Morris Manning & Martin, LLP

Eleventh Circuit Exception to the “Eight Corners Rule”

08.18.2014

On March 20, 2014, the Eleventh Circuit ruled in favor of The Continental Insurance Company (“Continental”) in an appeal from the United States District Court for the Middle of Florida brought by Composite Structures Inc. d/b/a Marlow Marine Sales (“Marlow”).  Like the lower court, the Eleventh Circuit ruled there was no obligation for Continental to defend or indemnify Marlow because of a pollution exclusion (the “Pollution Exclusion”) contained in the Continental policy issued to Marlow (the “Policy”).  The Pollution Exclusion was considered in conjunction with extrinsic evidence as to Marlow’s awareness of the claim and notice to Continental.  Accordingly, the Eleventh Circuit looked beyond the eight corners of the underlying complaint and the Policy (known as the “Eight Corners Rule”) and considered facts not contained in either document. 

In the underlying tort action, two employees aboard a ship built by Marlow allege that during the time they worked aboard the ship they were injured through excessive exposure to carbon monoxide.  They allege negligence and strict product liability claims against Marlow.  The Policy contains a Pollution Exclusion as well as a “pollution buy back” endorsement wherein, if five specific conditions are met, coverage will be afforded for a pollution claim despite the presence of the Pollution Exclusion.  The criteria at issue were the following:  1) that the occurrence be known to Marlow within 72 hours after its commencement; and 2) that the occurrence then be reported in writing to Continental within 30 days after Marlow has knowledge of the occurrence.

Marlow conceded its notice to Continental of the occurrence was not timely.  Nonetheless, Marlow argued that the Court should not consider extrinsic evidence when determining Continental’s duty to defend, and the complaint in the underlying lawsuit was silent on the notice issue.  The parties argued as to whether Florida law permitted exceptions to the Eight Corners Rule to determine whether an insurer is obligated to defend its policyholder.  Marlow unsuccessfully argued against the creation of an exception to the Eight Corners’ Rule for “undisputed facts,” claiming if such an exception exists, it would imperil the duty to defend in many cases. 

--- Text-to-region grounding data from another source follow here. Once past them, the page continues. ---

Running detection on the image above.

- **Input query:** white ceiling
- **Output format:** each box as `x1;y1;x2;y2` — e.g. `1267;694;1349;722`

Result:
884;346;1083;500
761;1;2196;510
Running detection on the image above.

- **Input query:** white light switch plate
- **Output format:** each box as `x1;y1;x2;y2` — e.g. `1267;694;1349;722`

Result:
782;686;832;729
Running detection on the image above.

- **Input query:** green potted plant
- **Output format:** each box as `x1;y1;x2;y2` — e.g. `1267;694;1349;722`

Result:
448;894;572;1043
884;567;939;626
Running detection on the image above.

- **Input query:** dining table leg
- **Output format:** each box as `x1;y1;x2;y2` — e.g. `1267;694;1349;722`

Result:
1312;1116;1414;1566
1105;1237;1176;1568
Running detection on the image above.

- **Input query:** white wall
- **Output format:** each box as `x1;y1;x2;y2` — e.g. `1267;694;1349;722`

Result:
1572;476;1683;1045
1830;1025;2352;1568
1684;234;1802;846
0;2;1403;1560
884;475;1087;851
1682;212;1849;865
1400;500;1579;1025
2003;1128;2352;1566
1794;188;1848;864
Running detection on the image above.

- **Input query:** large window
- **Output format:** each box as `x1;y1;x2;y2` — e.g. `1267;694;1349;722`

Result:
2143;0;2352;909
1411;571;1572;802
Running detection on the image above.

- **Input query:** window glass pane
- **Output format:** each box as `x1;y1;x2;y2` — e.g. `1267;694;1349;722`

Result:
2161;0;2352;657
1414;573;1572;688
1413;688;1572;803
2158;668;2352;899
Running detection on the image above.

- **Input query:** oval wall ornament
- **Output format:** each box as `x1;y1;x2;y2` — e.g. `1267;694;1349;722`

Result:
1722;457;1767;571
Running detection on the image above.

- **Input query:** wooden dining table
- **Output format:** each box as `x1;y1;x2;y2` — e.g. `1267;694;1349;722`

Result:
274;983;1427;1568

Initial concerns regarding policyholder vulnerability to immediate coverage denials and earlier litigation over payment of defense expenses were assuaged by the fact that the Eleventh Circuit opinion (the “Opinion”) was not published, but Continental, wanting to use the Opinion as precedent in other matters, filed a motion to have the Opinion published. 

Continental argued the Opinion should be published because application of the extrinsic evidence exception to the duty to defend was one of first impression in Florida and is a recurring issue.  In its response, Marlow argued the extrinsic evidence exception contained in the Opinion is based upon well-established Florida case law and that the specialized nature of the insurance policy at issue and the unique facts involved do not warrant publication.  In reply, Continental argued that if the case law were “well established,” then Marlow’s filing of the declaratory action at the outset and its subsequent appeal to the Eleventh Circuit should be deemed frivolous.  Moreover, the central issue in the case was not the interpretation of the Policy provisions because both parties conceded the Policy provisions were unambiguous.  Rather, the issue was whether Continental could look to undisputed extrinsic facts (i.e., the date of notice by Marlow) to determine its duty to defend obligation when the undisputed facts would not normally be alleged in the complaint. 

On June 5, 2014, the Eleventh Circuit denied Continental’s Motion for Publication.  The Court did not provide an explanation for the denial, leaving the parties to speculate as to the rationale and the possible persuasive impact of the unpublished Opinion.  To date, it has not been cited by any other litigants calling into question whether the issue is truly a common one.